CS113 Lab 11: Let’s hash it out

Due Thursday December 8th, before midnight, for extra credit

Goals

  • Read data from a file

  • Use ArrayList and HashMap to analyze text

You are given input files for this assignment. Check your dropbox to get started!
This is an Extra Credit assignment! But to receive the extra credit, you must submit the full assignment. Partial submissions will not be accepted.

1. Word

In a file, Word.java, implement a class that stores a word along with a count.

Data

  • private String text: a single word

  • private int count: the number of times the word appears

Methods

  • Constructor public Word(String text): should initialize the text and set the count to zero

  • public void incrementCount(): increments count by one

  • public int getCount(): returns the count

  • public void setCount(int c): sets the count

  • public String toString(): returns a string representation of the word, for example, "Text: 0"

Below is an implementation of main that tests the functions in your class.

  public static void main(String[] args) {
    Word word = new Word("Test");
    System.out.println(word); // should print "Test: 0"

    word.incrementCount();
    System.out.println(word); // should print "Test: 1"

    word.setCount(10);
    System.out.println(word); // should print "Test: 10"
    System.out.println(word.getCount()); // should print "10"
  }

2. Word counts

In a file, WordCounts.java, implement a program that counts the number of times each word appears in a file.

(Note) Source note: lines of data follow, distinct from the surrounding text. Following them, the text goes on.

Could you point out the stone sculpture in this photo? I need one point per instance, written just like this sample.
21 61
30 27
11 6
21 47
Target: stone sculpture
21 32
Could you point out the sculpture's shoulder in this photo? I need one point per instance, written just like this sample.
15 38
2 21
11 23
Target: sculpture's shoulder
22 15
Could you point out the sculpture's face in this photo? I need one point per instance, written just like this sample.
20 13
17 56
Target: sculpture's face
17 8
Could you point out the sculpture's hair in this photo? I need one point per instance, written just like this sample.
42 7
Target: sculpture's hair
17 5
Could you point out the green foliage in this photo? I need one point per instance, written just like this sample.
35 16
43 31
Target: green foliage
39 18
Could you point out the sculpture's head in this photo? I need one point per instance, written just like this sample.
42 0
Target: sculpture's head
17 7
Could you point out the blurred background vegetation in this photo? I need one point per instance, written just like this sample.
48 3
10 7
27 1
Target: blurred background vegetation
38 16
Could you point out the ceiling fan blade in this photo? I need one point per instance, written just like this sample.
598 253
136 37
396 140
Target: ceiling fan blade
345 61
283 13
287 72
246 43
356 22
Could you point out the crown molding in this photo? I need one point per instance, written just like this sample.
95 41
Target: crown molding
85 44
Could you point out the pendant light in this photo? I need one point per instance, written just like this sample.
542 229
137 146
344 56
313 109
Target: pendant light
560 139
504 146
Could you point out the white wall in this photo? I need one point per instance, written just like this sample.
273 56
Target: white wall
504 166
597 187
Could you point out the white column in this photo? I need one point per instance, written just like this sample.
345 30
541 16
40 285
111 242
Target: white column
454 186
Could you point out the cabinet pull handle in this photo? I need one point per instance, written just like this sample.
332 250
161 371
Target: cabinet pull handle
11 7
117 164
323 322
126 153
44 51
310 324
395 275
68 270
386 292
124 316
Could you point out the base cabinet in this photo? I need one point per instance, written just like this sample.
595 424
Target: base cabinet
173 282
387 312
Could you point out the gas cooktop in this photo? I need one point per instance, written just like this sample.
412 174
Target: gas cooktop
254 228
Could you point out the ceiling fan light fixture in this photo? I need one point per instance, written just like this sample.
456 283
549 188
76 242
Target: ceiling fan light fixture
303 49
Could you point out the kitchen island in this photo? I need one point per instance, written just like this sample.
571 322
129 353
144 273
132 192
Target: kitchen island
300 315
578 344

Your program should use command line arguments to load a filename, and threshold of counts, and (optionally) a list of words to ignore in the analysis.

For example, the following output runs WordCounts on the "Cat in the Hat". All words having counts greater than 10 are displayed.

$ java-introcs WordCounts catinhat.txt 10
The number of unique words is: 238
The number of words with counts greater than 10: 46
the: 97
and: 69
i: 59
not: 41
said: 39
you: 34
a: 33
to: 32
in: 27
we: 26
cat: 26
do: 25
that: 25
with: 24
is: 22
will: 21
then: 20
fish: 20
he: 18
things: 18
up: 17
on: 17
this: 16
so: 16
no: 16
they: 16
of: 16
look: 16
all: 15
can: 15
two: 15
like: 14
what: 14
at: 14
hat: 14
one: 13
our: 13
it: 13
have: 13
oh: 13
thing: 12
mother: 12
now: 11
them: 11
should: 11
down: 11

In the next example, we run WordCounts on the "Cat in the Hat" again, but this time we ignore small words, such as "the", "a", "he", etc.

$ java-introcs WordCounts catinhat.txt 10 ignorewords.txt
The number of unique words is: 179
The number of words with counts greater than 10: 17
cat: 26
will: 21
fish: 20
things: 18
up: 17
look: 16
no: 16
can: 15
two: 15
like: 14
hat: 14
oh: 13
our: 13
thing: 12
mother: 12
down: 11
should: 11

Requirements:

  • Use the class In, defined in java-introcs, to load the file, e.g. In file = new In(filename)

  • Your program should use command line arguments.

  • Use a HashMap to store <String,Word> pairs.

  • To sort, create an ArrayList<Word> that contains all words with count greater <NumWords>. Then use a sorting algorithm to sort from greatest to least counts.

  • You can load the list of "ignore" words into an ArrayList<String> using In. ArrayList<String> has a method contains that will return true if the list contains a word.

HINT: Convert all strings to lowercase and strip punctuation for each word before updating the counts in your HashMap. For example,

String text = file.readString();
text = text.toLowerCase();
text = text.replaceAll("[^a-z]", "");
You can output the number of times a word appears in a file using the command line. For example, to output the number of times "the" appears in a file, do grep -o -i -r "\bthe\b" catinhat.txt | wc -l. Embed "the" inbetween the "\b" symbols in the command.

Optional command line arguments

This assignment uses an optional command line argument. Below is example code for handling an optional argument and printing usage information if the user inputs the wrong number of command line arguments.

  public static void main(String[] args) {

    if (args.length < 2) {
      System.out.println("Usage: java-introcs WordCounts <filename> <NumWords> [<IgnoreWords>]");
      System.exit(0);
    }

    int N = Integer.parseInt(args[1]);
    String ignorefile = "";
    if (args.length == 3) {
      ignorefile = args[2];
    }

    // your work here
    // Only load the ignorefile if the filename is not empty
  }

More examples

Below is sample output using your program WordCount.java, `for the text, "tolstoy.txt".

"tolstoy.txt" is the same input you used in Assignment 04: Letter Frequency

3. What to hand-in

  1. The programs, Word.java and WordCount.java

  2. Make sure your programs have a header containing your name, date, and description.

  3. Make sure your program can run from the Dropbox directory. You should include the data files and any supporting files your program needs to run.

  4. No write-up is necessary for this submission — wlthough feel free to add one if you would like to communicate any feedback to us!

3.1. How to hand-in

  1. Copy your files to your dropbox, into the folder called A11.